There are two trainers currently, the original one, which runs on CPU: https://github.com/nodchip/Stockfish, and a pytorch one which runs on GPU: https://github.com/glinscott/nnue-pytorch.

The SF Discord is where all of the discussion/development is happening: https://discord.gg/KGfhSJd.

Right now there is a lot of experimentation to try adjusting the network architecture. The current leading approach is a much larger net which takes in attack information per square (eg. is this piece attacked by more pieces than it's defended by?). That network is a little slower, but the additional information seems to be enough to be stronger than the current architecture.

Btw, the original Shogi developers really did something amazing.

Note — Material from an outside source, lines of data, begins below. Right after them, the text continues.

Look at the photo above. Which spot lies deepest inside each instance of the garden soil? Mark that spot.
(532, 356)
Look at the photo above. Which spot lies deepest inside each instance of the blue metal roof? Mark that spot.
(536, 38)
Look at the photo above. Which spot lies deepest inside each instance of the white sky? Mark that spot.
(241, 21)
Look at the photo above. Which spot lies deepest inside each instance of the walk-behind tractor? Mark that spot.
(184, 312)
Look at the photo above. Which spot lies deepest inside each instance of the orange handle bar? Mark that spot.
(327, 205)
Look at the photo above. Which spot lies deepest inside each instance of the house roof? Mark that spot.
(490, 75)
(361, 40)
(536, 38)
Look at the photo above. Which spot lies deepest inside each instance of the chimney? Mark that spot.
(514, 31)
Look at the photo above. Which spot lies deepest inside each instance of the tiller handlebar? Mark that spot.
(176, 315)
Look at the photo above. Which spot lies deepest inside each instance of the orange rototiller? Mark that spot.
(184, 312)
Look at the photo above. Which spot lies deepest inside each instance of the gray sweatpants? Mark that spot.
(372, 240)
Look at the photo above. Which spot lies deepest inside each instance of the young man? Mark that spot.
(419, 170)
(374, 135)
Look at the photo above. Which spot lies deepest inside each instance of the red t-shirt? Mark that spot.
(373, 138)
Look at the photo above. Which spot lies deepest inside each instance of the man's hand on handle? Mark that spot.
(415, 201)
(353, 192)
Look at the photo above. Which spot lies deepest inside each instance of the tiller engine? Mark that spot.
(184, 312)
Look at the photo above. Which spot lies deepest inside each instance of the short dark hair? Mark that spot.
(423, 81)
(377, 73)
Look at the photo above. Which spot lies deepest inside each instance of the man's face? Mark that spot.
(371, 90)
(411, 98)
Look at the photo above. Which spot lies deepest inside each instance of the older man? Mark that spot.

The nodchip trainer is all custom code, and trains extremely strong nets. There are all sorts of subtle tricks embedded in there as well that led to stronger nets. Not to mention, getting the quantization (float32 -> int16/int8) working gracefully is a huge challenge.

2 comments

Just wanted to say thanks for many years of fantastic work on both Stockfish and Leela. The computer chess community owes you a huge debt of gratitude!
Interesting how before A0 it was mainly "search matters the most", with crazy low branching factors to get deeper. It seems that humans were just better in search heuristics than in evaluation ones.